Monday, May 12, 2008

"I Cannot Tell a Lie! - It Was My Staff!" -Obama

Seems like the Wrong "Rev." Wright and Grannie aren't the only ones Obama has thrown under the bus! Jake Tapper for ABC News writes:
We started covering Sen. Barack Obama's inability to hire good staffers in June 2007, when he blamed staffers for some opposition research trying to link Sen. Hillary Clinton, D-NY, to outsourcing in India; for injecting some venom in the David Geffen/Hillary Clinton fight; and for missing an event with firefighters in New Hampshire.

In December, we noted again that Obama was blaming the answers on a 1996 questionnaire on a staffer; and was blaming his touring with "cured" ex-gay gospel singer Donnie McClurkin (which antagonized gays and lesbians) on bad vetting by his staff.

Those five buck-passing incidents were apparently not enough.

Yesterday, in an interesting New York Times look at Obama's rise in Chicago politics, we learned that in 2004 some Jewish supporters became alarmed to learn that in a questionnaire Obama refrained from denouncing Yasir Arafat, or from expressing strong support for Israel's security fence.

Reports the Times: "In an e-mail message, Mr.
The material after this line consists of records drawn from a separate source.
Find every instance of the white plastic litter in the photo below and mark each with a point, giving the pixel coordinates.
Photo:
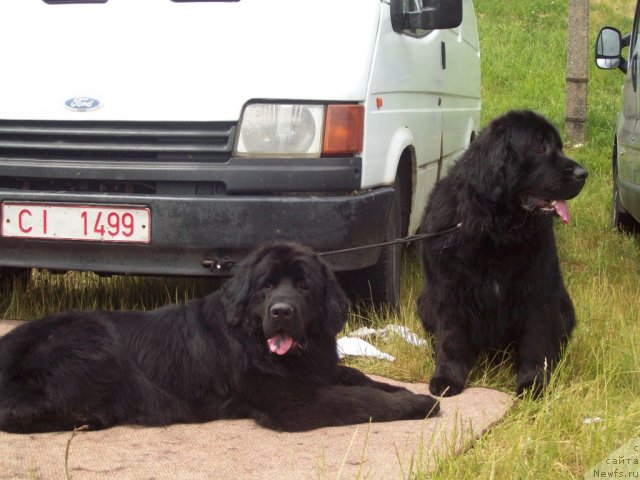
(349, 346)
(354, 345)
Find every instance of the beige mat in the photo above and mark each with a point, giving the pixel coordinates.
(239, 449)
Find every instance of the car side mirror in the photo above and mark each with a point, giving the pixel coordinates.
(609, 50)
(426, 15)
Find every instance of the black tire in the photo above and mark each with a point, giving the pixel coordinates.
(379, 284)
(621, 220)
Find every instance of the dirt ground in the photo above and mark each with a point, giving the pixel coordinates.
(239, 449)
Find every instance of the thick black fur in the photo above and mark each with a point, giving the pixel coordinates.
(496, 283)
(204, 360)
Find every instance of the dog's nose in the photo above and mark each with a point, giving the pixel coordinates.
(580, 173)
(281, 311)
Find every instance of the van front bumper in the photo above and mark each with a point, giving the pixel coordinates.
(187, 230)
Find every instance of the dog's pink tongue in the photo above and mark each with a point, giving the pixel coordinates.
(280, 344)
(562, 210)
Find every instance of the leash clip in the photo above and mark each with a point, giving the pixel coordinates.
(219, 265)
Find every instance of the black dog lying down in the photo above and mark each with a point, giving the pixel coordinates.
(263, 347)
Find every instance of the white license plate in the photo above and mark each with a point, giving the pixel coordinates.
(98, 223)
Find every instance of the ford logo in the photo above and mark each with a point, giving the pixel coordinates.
(82, 104)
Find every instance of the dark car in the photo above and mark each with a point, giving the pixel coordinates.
(625, 209)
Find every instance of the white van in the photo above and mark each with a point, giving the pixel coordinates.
(162, 136)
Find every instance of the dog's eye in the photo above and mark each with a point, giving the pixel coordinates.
(542, 150)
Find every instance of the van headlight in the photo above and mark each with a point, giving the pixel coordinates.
(280, 130)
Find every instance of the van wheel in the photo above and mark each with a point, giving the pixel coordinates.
(620, 218)
(14, 277)
(379, 284)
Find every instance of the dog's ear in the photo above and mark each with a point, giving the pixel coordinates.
(237, 290)
(335, 302)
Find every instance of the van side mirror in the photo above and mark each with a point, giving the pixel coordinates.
(425, 14)
(609, 50)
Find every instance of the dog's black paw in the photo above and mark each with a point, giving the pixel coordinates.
(418, 406)
(444, 387)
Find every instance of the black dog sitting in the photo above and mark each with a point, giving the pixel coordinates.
(496, 282)
(263, 347)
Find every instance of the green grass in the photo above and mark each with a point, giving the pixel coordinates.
(524, 63)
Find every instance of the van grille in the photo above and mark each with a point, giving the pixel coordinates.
(135, 141)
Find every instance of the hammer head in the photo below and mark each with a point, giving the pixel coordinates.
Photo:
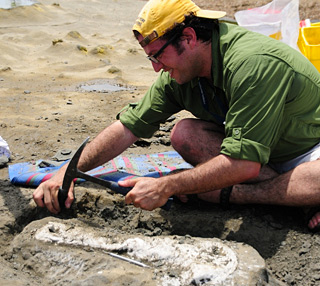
(70, 174)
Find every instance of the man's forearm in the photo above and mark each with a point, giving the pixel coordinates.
(111, 142)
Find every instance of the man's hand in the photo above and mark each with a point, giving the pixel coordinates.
(46, 195)
(146, 194)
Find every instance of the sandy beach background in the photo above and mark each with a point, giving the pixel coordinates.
(50, 53)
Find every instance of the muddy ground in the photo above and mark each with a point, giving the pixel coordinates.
(44, 109)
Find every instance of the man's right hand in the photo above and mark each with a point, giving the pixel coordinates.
(46, 195)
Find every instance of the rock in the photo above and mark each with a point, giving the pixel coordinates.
(57, 250)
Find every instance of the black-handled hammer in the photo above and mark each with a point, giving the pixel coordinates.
(73, 172)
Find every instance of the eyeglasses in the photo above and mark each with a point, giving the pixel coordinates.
(153, 58)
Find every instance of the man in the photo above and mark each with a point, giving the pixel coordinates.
(256, 100)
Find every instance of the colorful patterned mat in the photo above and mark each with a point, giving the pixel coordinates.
(33, 174)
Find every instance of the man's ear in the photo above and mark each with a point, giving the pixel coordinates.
(190, 36)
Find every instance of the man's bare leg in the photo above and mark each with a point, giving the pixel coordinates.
(197, 141)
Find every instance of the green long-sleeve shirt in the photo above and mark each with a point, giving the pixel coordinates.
(266, 93)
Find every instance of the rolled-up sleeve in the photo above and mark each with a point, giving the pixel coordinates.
(257, 92)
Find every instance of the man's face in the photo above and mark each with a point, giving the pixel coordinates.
(181, 66)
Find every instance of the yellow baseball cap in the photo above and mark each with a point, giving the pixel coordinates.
(159, 16)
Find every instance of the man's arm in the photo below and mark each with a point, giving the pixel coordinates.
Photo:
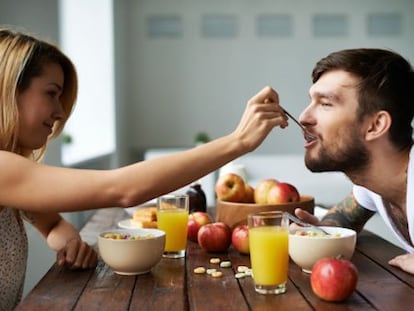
(347, 213)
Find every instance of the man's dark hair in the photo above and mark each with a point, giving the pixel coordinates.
(386, 83)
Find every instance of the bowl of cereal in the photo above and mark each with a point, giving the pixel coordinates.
(308, 245)
(131, 251)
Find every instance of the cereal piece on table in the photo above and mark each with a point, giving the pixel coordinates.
(240, 275)
(217, 274)
(211, 271)
(200, 270)
(225, 264)
(242, 268)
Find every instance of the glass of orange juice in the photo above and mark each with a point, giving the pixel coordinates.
(172, 218)
(268, 241)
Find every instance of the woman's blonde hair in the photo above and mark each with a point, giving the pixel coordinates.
(22, 58)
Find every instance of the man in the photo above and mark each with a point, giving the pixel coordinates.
(362, 106)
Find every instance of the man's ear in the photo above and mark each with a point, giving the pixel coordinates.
(379, 125)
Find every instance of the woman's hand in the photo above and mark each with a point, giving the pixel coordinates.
(261, 115)
(77, 254)
(404, 262)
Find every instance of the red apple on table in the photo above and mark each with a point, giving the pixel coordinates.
(262, 189)
(230, 187)
(248, 194)
(214, 237)
(240, 239)
(282, 192)
(195, 221)
(333, 279)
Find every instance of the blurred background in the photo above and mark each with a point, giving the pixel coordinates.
(155, 73)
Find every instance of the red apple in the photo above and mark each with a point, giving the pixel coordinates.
(248, 194)
(240, 239)
(195, 221)
(230, 187)
(262, 189)
(282, 193)
(214, 237)
(333, 279)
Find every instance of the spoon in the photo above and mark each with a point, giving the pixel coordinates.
(305, 224)
(308, 136)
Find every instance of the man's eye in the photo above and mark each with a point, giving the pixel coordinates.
(52, 94)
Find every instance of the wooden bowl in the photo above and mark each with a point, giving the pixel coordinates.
(234, 214)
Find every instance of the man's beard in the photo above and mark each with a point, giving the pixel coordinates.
(350, 159)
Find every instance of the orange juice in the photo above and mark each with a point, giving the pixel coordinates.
(269, 254)
(174, 223)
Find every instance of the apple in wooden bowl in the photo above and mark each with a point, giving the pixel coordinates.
(235, 213)
(235, 199)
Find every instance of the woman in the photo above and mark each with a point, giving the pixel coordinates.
(38, 88)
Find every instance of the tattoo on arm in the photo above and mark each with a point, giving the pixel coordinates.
(348, 213)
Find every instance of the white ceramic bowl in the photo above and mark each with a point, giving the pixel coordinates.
(306, 250)
(130, 257)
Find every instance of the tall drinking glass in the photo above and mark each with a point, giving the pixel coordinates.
(268, 240)
(172, 218)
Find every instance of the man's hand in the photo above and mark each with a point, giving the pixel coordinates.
(404, 262)
(77, 254)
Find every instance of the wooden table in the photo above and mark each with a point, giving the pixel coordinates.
(172, 285)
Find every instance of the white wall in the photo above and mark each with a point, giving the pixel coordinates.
(178, 86)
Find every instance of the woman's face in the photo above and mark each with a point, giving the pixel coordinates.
(40, 107)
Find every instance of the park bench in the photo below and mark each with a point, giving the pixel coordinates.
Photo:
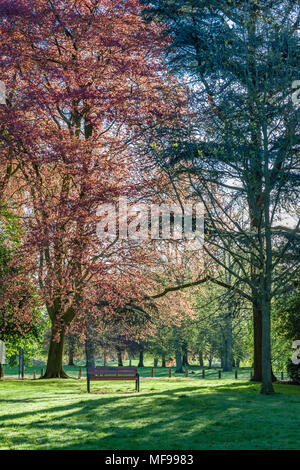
(113, 373)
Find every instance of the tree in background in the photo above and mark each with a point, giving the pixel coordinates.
(84, 77)
(240, 59)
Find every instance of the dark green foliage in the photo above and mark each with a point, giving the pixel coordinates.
(294, 372)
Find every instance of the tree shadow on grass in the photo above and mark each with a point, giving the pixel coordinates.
(178, 418)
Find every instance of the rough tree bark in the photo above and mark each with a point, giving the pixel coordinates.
(119, 355)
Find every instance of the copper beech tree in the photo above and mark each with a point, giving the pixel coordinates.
(79, 76)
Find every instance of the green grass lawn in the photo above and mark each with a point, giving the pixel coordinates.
(166, 414)
(195, 372)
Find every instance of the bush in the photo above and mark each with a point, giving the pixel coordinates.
(293, 371)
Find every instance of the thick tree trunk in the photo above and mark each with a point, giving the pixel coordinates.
(185, 359)
(71, 342)
(228, 344)
(227, 347)
(90, 353)
(200, 356)
(54, 368)
(119, 355)
(141, 358)
(257, 360)
(178, 358)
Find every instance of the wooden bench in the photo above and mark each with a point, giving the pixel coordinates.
(113, 373)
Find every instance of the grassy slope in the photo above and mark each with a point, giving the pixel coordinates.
(176, 414)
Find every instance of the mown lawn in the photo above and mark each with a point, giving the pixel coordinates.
(166, 414)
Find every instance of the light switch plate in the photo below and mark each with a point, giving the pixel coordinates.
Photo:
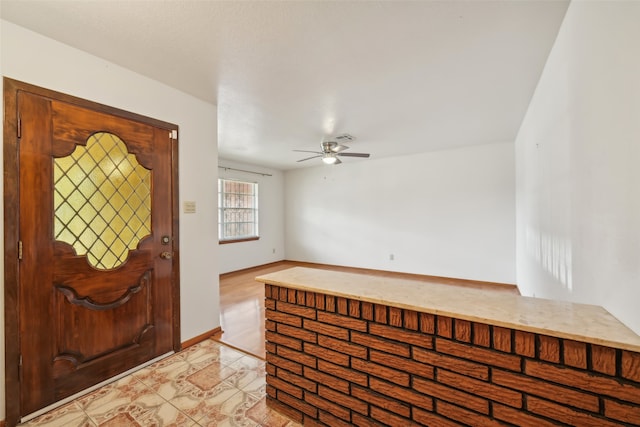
(189, 207)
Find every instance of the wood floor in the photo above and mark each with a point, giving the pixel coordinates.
(242, 300)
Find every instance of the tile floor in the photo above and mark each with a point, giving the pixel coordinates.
(208, 384)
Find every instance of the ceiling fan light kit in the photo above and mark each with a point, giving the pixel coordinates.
(331, 149)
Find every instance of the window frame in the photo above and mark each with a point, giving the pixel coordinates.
(221, 210)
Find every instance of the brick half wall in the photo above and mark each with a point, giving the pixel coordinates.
(337, 362)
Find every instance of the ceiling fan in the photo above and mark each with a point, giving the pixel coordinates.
(332, 148)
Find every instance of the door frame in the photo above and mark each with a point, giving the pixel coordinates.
(12, 222)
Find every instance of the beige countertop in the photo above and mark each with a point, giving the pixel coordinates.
(581, 322)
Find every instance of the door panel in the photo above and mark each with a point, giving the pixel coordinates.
(96, 298)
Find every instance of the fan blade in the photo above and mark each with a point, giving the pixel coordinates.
(309, 158)
(307, 151)
(353, 154)
(338, 148)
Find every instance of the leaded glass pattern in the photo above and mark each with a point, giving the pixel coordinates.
(102, 201)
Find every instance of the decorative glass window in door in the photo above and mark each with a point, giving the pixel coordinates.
(102, 201)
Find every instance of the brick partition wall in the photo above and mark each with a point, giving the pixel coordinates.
(337, 362)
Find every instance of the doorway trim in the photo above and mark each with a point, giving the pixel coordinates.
(12, 222)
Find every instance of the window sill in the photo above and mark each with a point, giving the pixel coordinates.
(245, 239)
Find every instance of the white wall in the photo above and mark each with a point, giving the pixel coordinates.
(38, 60)
(446, 213)
(578, 173)
(270, 247)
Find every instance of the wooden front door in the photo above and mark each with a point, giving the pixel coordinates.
(97, 289)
Obama blamed a staff member for the oversight...
Getting to be a really bad habit with this guy Obama! Any thing that goes wrong, blame a staffer!
In January, during MSNBC's presidential debate in Las Vegas, Obama was asked about a document put together by one of his South Carolina staffers that listed comments made by the Clinton campaign that some perceived to be attempting to stoke racial fires. "In hindsight, do you regret pushing this story?” asked Tim Russert.

"Our supporters, our staff get overzealous," Obama said.

In fact, Jack notes 14
"instances of Obama publicly blaming his staff for various screw-ups. "

Man! That's a lot of buses!
Hat tip to Hot Air
Cross Posted at Say Anything

1 comment:

  1. Proof. This is interesting, relevent and thank you for posting it. I've worked in politics and with elected officials all my life and if you want to see if a candidate is worthy of being elected, will last long and have a good career, look at the state of his/her staff. In political networking, we always wanted to know who was on staff and which elected officials had the most turnover. Interesting.